Tienen que ocultar algo, o desviar la atención, o legitimar una persecución. O las tres cosas. Una opción es inventar una conspiración. El guión es elemental: un grupo de malvados, unas víctimas indefensas y un héroe (o heroína) que vendrá a salvarlas. Hace 90 años, ese guión tuvo consecuencias funestas para la humanidad. En 1933, al mes de haber ascendido Hitler al poder, alguien incendió la sede del parlamento alemán. Los nazis culparon a los comunistas y de ahí se agarraron para cercenar derechos y libertades, y derrumbar a la República de Weimar. Una comisión internacional con sede en Londres determinó que los principales sospechosos, y sin duda los beneficiarios, eran los nazis. También fueron nazis los que años después declararían que, efectivamente, los autores del atentado fueron tropas de asalto… nazis, las SA o camisas pardas, mismas que, en una bacanal de canibalismo entre chacales, luego habrían sido liquidadas por el nuevo poder, las SS, en la noche de los cuchillos largos. En 2008, un tribunal alemán absolvió al único sentenciado por el incendio, un joven obrero holandés que fue decapitado.
Como en casi todo, el referente nazi se cuece aparte, pero el recurso complotista indica siempre una intención siniestra. En el caso de los creadores de la cartilla moral y del humanismo mexicano, el espantapájaros de los enemigos oscuros aburrió desde el principio. Era lo esperable, porque la truculencia debe ir siempre acompañada por un mínimo de competencia y, en este caso, su condición de ineptitud es tan intrínseca e inescapable que la mentira descarada se convirtió en catecismo de gobierno, al tiempo que su estulticia exigió desde un inicio que echaran mano de recursos últimos o de emergencia, tanto económicos como de fuerza. Evasores de dramas reales e inventores de melodramas ficticios, responsables de clínicas, escuelas, instituciones (y metros) inoperantes, de obras sin sentido, de un derroche histórico de recursos, ni modo que fueran ellos los que taparan un desaguisado monumental de por sí ya imposible de disimular.
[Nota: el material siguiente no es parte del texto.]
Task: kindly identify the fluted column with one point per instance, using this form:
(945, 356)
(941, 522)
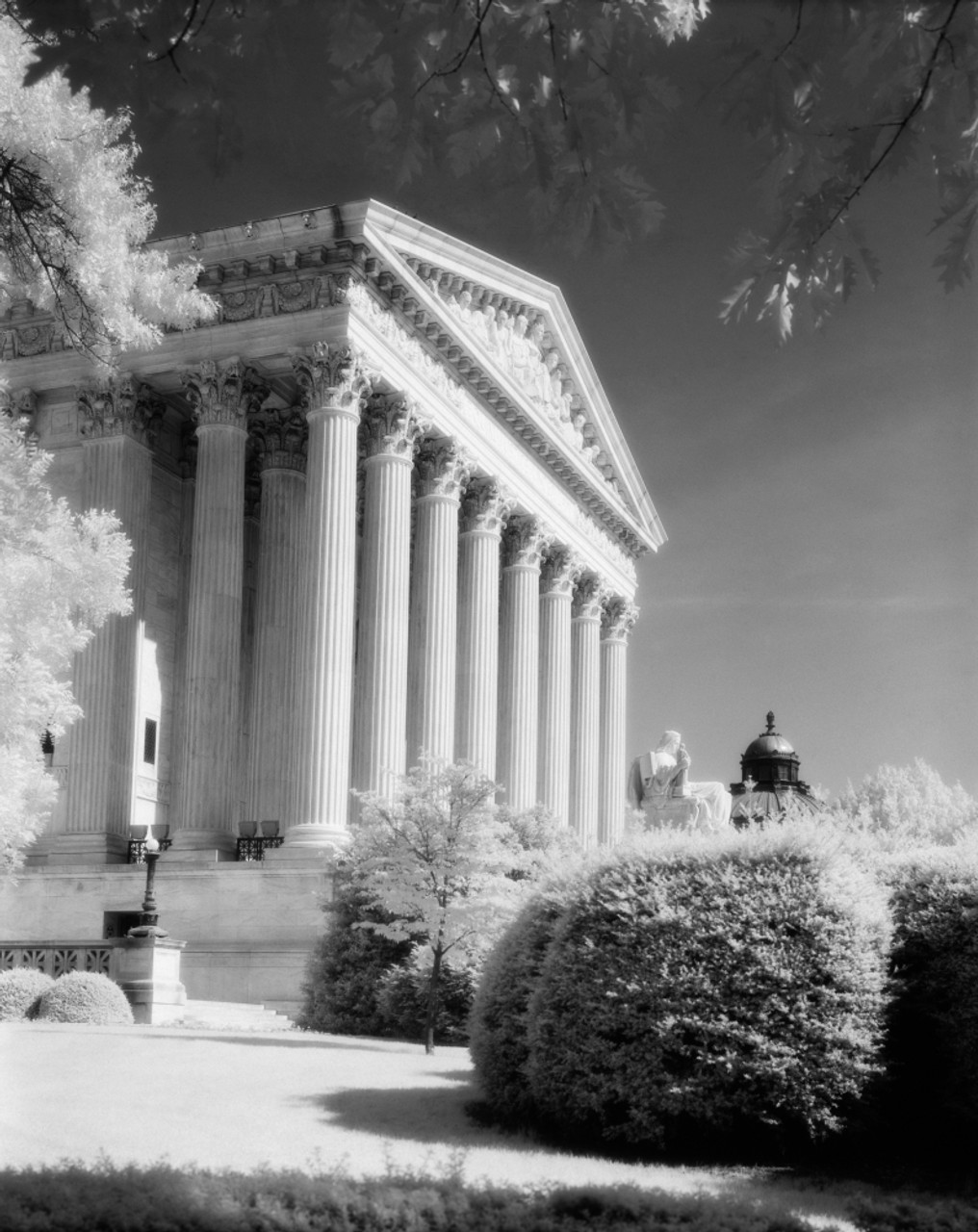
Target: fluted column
(476, 687)
(617, 619)
(118, 424)
(585, 682)
(440, 472)
(519, 660)
(278, 436)
(333, 388)
(381, 701)
(558, 573)
(220, 398)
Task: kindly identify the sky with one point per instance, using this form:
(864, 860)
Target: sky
(819, 497)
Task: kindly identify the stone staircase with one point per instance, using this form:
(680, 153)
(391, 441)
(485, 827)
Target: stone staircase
(236, 1016)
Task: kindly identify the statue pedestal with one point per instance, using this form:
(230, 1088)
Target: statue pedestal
(149, 975)
(675, 813)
Como se ha dicho hasta la saciedad durante los últimos días, sus desplantes militarizados son caricaturas que sólo confirman la desvergüenza de una incompetencia atroz.
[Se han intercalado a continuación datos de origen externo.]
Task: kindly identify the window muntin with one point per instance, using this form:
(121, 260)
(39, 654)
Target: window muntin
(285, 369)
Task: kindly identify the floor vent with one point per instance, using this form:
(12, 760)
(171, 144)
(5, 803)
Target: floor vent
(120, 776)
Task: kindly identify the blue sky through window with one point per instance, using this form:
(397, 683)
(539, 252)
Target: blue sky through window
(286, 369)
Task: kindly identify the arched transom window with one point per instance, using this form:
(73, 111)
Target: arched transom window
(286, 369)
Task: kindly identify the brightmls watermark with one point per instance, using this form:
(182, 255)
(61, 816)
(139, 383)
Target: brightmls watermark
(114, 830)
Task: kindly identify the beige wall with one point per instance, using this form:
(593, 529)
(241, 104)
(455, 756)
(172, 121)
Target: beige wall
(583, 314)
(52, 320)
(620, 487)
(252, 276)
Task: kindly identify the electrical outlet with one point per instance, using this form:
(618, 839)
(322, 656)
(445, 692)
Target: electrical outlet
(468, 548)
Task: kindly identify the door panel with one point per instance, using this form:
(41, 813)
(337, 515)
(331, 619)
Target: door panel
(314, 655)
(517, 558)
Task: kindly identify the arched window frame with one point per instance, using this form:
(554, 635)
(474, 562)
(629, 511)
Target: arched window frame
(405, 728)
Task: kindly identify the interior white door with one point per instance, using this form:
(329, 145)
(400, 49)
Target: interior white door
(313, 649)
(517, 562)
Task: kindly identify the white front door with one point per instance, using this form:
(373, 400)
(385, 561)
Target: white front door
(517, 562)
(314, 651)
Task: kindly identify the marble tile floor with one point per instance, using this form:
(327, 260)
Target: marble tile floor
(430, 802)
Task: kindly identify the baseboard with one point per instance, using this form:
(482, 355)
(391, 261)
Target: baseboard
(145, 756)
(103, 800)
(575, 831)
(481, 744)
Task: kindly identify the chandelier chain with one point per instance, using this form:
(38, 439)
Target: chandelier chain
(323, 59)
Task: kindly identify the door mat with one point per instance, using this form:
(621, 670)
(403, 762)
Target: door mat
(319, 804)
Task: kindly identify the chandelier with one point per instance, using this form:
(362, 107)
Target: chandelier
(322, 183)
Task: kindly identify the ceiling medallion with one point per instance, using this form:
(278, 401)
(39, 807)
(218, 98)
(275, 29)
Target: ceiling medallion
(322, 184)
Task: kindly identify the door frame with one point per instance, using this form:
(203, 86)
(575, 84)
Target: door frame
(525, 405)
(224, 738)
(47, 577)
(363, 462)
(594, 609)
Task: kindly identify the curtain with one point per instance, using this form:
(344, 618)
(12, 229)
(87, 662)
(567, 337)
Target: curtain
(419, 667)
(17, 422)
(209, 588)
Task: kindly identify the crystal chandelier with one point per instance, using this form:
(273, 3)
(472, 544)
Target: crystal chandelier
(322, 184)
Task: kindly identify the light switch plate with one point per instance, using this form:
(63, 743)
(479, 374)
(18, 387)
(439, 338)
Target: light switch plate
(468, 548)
Pero esas caricaturas son la imagen de un futuro negro, porque lo que México padece son sucesivas paradas en la degradación de un Estado que pierde cada día capacidades para defenderse; es un asesinato a manos de un grupo inmerso en cruzadas de vanidad ignorante, que ya se corrió al extremo del que ya no saldrá, el de los sabotajes inventados y los militares reales, y que no perderá la menor oportunidad de improvisar escaparates para placear a una milicia debidamente sazonada para cuando arrecie el discurso complotista y el juego sucio en el camino al 24. Ahora, el último escaparate para miles de soldados disfrazados de “guardias nacionales” (mal nombre para maniquíes mil usos, pero sin misión nacional), es un sistema de transporte que se cae a pedazos por la negligencia y perversidad de los mismos que ahí los colocan, los poderosos disfrazados de víctimas que arman conspiraciones verdaderas para inventar conspiraciones falsas. Podría ser confuso, pero es cristalino.